- Born: 1946 (age 79–80) Los Angeles, California
- Education: UCLA
- Occupation: Artist

= Michael C. McMillen =

American artist

Michael C. McMillen (born 1946) is a sculptor, installation artist, and short filmmaker from Los Angeles, California.

==Biography==

===Early life===
Michael C. McMillen was born in 1946 in Los Angeles, California. He first received a bachelor's degree at California State University, Northridge (where he was taught by Hans Burkhardt) and received a master's degree, followed by a Master of Fine Arts degree from UCLA.

===Career===
He started his career by building props for movies, where he worked in the 1970s and 1980s. At the same time, he embarked upon a vocation as an artist. He won the New Talent Award from the LACMA in 1978.

As an artist, his work includes sculptures, art installations, and short films. At Fillmore station on the Los Angeles Metro Rail system in Pasadena, California, he created an art piece called 'Geologica 42'. He founded the Aero Pacific Research, where he serves as Director.

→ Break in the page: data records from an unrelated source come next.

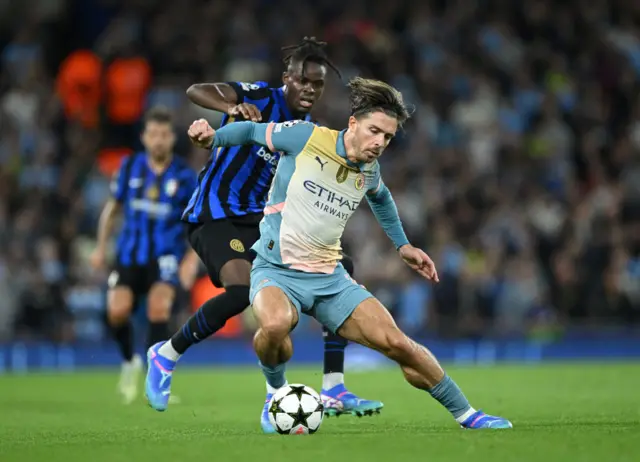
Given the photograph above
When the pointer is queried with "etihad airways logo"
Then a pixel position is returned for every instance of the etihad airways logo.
(330, 201)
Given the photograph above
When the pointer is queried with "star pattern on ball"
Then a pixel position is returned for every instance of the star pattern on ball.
(300, 417)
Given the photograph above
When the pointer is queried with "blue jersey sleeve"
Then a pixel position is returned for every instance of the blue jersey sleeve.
(119, 182)
(252, 91)
(288, 137)
(385, 210)
(188, 184)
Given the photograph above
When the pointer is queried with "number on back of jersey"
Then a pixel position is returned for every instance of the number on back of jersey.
(288, 124)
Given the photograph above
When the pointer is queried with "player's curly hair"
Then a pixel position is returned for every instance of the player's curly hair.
(310, 49)
(369, 95)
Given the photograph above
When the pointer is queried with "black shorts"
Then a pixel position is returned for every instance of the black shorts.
(140, 278)
(217, 242)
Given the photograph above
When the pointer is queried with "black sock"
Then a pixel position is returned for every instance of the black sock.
(158, 331)
(211, 317)
(123, 336)
(334, 346)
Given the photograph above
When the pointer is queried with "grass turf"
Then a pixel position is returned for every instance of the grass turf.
(561, 412)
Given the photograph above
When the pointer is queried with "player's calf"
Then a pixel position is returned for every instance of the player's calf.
(371, 325)
(159, 302)
(275, 317)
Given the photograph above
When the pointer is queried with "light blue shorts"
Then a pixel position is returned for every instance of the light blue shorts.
(330, 298)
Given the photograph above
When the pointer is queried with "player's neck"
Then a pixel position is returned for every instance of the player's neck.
(348, 147)
(159, 166)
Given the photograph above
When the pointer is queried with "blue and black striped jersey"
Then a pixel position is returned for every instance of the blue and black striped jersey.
(153, 206)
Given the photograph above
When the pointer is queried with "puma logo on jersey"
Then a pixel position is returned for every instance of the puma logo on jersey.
(322, 164)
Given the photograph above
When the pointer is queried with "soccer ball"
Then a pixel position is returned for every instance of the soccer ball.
(296, 410)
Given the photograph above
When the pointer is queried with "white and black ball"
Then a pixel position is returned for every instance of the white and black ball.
(296, 409)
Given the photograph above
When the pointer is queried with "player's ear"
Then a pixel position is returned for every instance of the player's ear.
(353, 123)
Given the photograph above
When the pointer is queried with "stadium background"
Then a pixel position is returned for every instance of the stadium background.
(519, 172)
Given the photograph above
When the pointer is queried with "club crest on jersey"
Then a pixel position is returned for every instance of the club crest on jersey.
(152, 193)
(342, 174)
(171, 187)
(236, 245)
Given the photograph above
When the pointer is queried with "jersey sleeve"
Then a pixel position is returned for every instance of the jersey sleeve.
(386, 212)
(119, 182)
(287, 137)
(252, 91)
(375, 183)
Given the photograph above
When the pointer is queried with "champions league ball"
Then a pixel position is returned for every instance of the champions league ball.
(296, 410)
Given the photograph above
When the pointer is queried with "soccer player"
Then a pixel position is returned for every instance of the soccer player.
(152, 188)
(225, 211)
(322, 177)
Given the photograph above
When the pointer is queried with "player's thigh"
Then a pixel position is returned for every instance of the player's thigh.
(121, 294)
(370, 324)
(224, 251)
(338, 300)
(275, 304)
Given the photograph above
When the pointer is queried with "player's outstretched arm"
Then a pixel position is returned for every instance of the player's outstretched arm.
(288, 137)
(386, 212)
(226, 98)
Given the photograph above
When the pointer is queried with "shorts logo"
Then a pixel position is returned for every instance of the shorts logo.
(236, 245)
(171, 187)
(342, 174)
(152, 193)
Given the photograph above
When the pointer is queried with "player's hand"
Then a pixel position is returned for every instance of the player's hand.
(201, 134)
(419, 262)
(97, 259)
(247, 111)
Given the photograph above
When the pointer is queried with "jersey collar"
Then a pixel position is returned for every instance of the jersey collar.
(285, 108)
(342, 151)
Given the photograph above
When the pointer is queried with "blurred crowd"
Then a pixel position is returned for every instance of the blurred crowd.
(519, 171)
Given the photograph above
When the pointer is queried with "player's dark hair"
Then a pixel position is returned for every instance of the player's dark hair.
(158, 114)
(310, 49)
(368, 95)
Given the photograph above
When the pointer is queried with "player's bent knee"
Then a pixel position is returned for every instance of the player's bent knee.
(236, 273)
(159, 302)
(120, 305)
(398, 346)
(277, 326)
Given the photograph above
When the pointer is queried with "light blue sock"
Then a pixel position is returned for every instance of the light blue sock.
(274, 375)
(451, 397)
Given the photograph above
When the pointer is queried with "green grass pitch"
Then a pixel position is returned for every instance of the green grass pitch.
(561, 412)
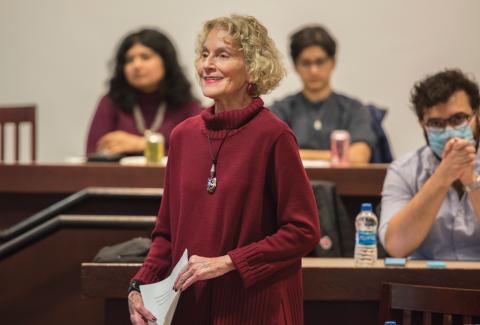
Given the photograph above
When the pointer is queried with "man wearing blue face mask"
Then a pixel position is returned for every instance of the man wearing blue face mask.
(431, 197)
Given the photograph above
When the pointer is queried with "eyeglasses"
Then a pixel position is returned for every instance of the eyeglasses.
(456, 121)
(306, 64)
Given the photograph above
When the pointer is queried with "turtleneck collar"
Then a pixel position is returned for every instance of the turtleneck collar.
(216, 125)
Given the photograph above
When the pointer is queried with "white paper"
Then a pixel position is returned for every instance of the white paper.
(160, 298)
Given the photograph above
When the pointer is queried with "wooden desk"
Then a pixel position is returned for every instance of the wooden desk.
(43, 185)
(335, 292)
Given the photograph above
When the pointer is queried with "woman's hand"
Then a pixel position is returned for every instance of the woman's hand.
(203, 268)
(139, 315)
(120, 141)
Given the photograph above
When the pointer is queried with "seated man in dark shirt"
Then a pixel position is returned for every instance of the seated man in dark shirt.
(315, 112)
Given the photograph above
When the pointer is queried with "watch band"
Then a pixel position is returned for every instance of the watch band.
(472, 186)
(134, 286)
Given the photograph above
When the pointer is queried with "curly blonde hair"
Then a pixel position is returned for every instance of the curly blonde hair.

His work is in the permanent collections of the Los Angeles County Museum of Art (LACMA) in Los Angeles, the Oakland Museum of California in Oakland, California, the Laguna Art Museum in Laguna Beach, California, the San Jose Museum of Art in San Jose, California, the Solomon R. Guggenheim Museum in New York City, as well as the Australian National Gallery in Canberra and the Art Gallery of New South Wales in Sydney, Australia. It has also been exhibited at the Whitney Museum of American Art in New York City, the Barry Whistler Gallery in Dallas, Texas, and the de Saisset Museum.

As part of the Beverly Hills Centennial Arts of Palm Installation, he created an art piece for the rotunda of the Palm Court of the Beverly Hills Civic Center between Crescent Drive and Rexford Drive in Beverly Hills, California. Michael C. McMillen is a 2015 John Simon Guggenheim Fellow

===Personal life===
He resides in Santa Monica, California.